Fast alle Arbeitskämpfe fanden bislang ohne die Unterstützung des einzigen zugelassenen Gewerkschaftsbundes ACFTU (All China Federation of Trade Unions) statt und oftmals auch gegen dessen Widerstand. Das liegt einerseits an der Unwilligkeit und Unfähigkeit der meisten offiziellen Gewerkschaften und ihrer Funktionäre, andererseits aber auch an dem 2001 erlassenen Trade Union Law. Dieses sieht ausdrücklich vor, dass die Gewerkschaft im Falle einer "Arbeitsniederlegung oder Arbeitsverlangsamung dem Unternehmen bei seinen Anstrengungen helfen soll, den normalen Produktionsprozess so schnell wie möglich wieder aufzunehmen".

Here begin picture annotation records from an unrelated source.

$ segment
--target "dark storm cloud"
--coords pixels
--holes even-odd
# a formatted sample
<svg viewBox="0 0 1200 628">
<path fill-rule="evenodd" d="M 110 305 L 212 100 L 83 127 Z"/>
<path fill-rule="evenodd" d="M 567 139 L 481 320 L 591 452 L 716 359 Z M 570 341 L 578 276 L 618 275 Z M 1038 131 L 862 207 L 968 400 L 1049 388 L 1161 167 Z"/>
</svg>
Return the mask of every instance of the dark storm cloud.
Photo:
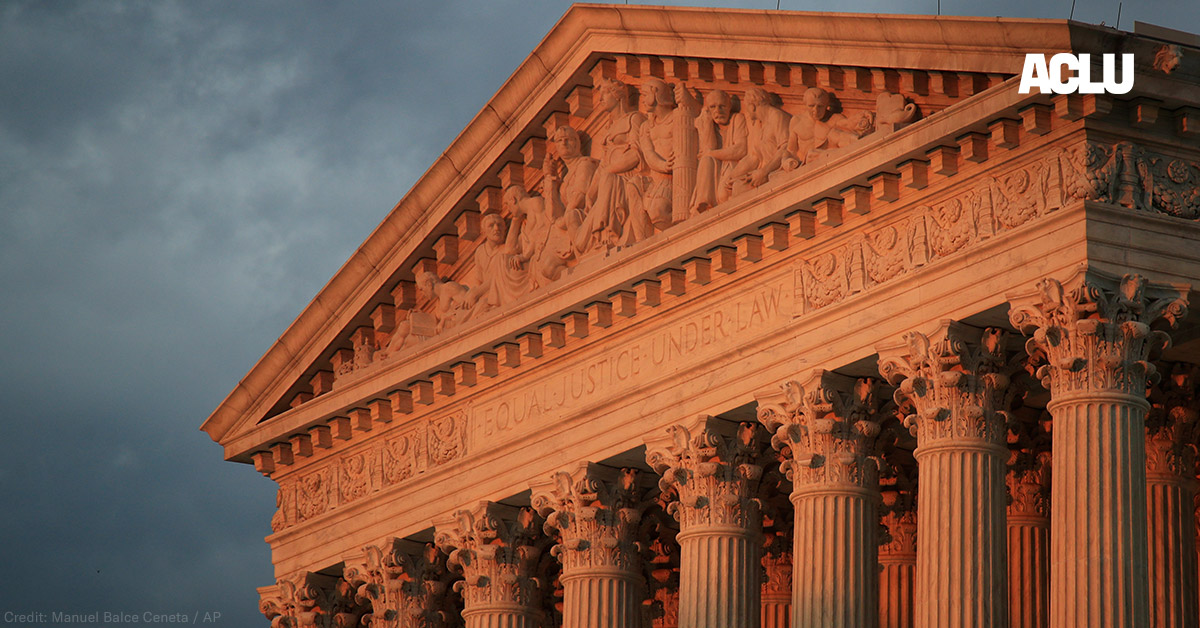
<svg viewBox="0 0 1200 628">
<path fill-rule="evenodd" d="M 0 614 L 263 624 L 274 485 L 197 426 L 565 8 L 0 2 Z"/>
</svg>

Zwar wird auch im jetzt zur Diskussion gestellten "Regulierungsentwurf" des Stadtrats von Shenzhen das Unwort "bagong" (Streik) nicht erwähnt. Effektiv werde das Tabu allerdings mit dem Ziel gebrochen, Arbeitskonflikte und Streiks zukünftig "rechtlich zu regulieren", so Chen Yu von der Shantou Federation of Trade Unions. In einem Aufsehen erregenden Meinungsartikel in der Zeitung "Xinkuaibao" (Neuer Express) vom 5.6.2008 schrieb Chen Yu, der als einer der wenigen kämpferischen offiziellen Gewerkschaftsführer betrachtet wird: "Wir sind nur einen Schritt vom Streikrecht entfernt. Die papierdünne Barriere, die jetzt noch besteht, kann durchbrochen werden."

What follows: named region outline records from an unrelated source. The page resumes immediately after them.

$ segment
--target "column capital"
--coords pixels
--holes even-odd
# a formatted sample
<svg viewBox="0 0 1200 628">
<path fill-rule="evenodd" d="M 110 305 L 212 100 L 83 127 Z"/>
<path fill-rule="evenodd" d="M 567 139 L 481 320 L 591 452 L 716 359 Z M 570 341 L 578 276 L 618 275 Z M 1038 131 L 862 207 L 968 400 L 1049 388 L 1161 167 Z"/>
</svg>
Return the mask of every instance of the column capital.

Der oppositionelle Gewerkschaftsaktivist Han Dongfang stimmt dem zu, weist aber darauf hin, dass noch viele Fragen offen bleiben: "Wie wird China ein wirklich kollektives Tarifsystem praktisch ausgestalten? Wird ein solches System den Arbeitern erlauben, Lohntarifverträge auszuhandeln, die den wahren Wert ihrer Arbeit widerspiegeln und nicht bloß den rechtlich festgesetzten Mindestlohn? Wird die ACFTU das System annehmen oder ein Zaungast bleiben?"

Ohne weitere Kämpfe mit zunehmend politischer und gesellschaftlicher Dimension wird die Gewährung von Streikrecht, Tarifverträgen und gewerkschaftlicher Koalitionsfreiheit wohl nicht zu erreichen sein, denn längst regt sich gegen eine solche Form der "Liberalisierung" Widerstand in Partei- und Unternehmerkreisen, die Chinas billiglohnbedingten "Standortvorteil" gefährdet sehen - und selbstverständlich auch die eigenen Profite und Privilegien.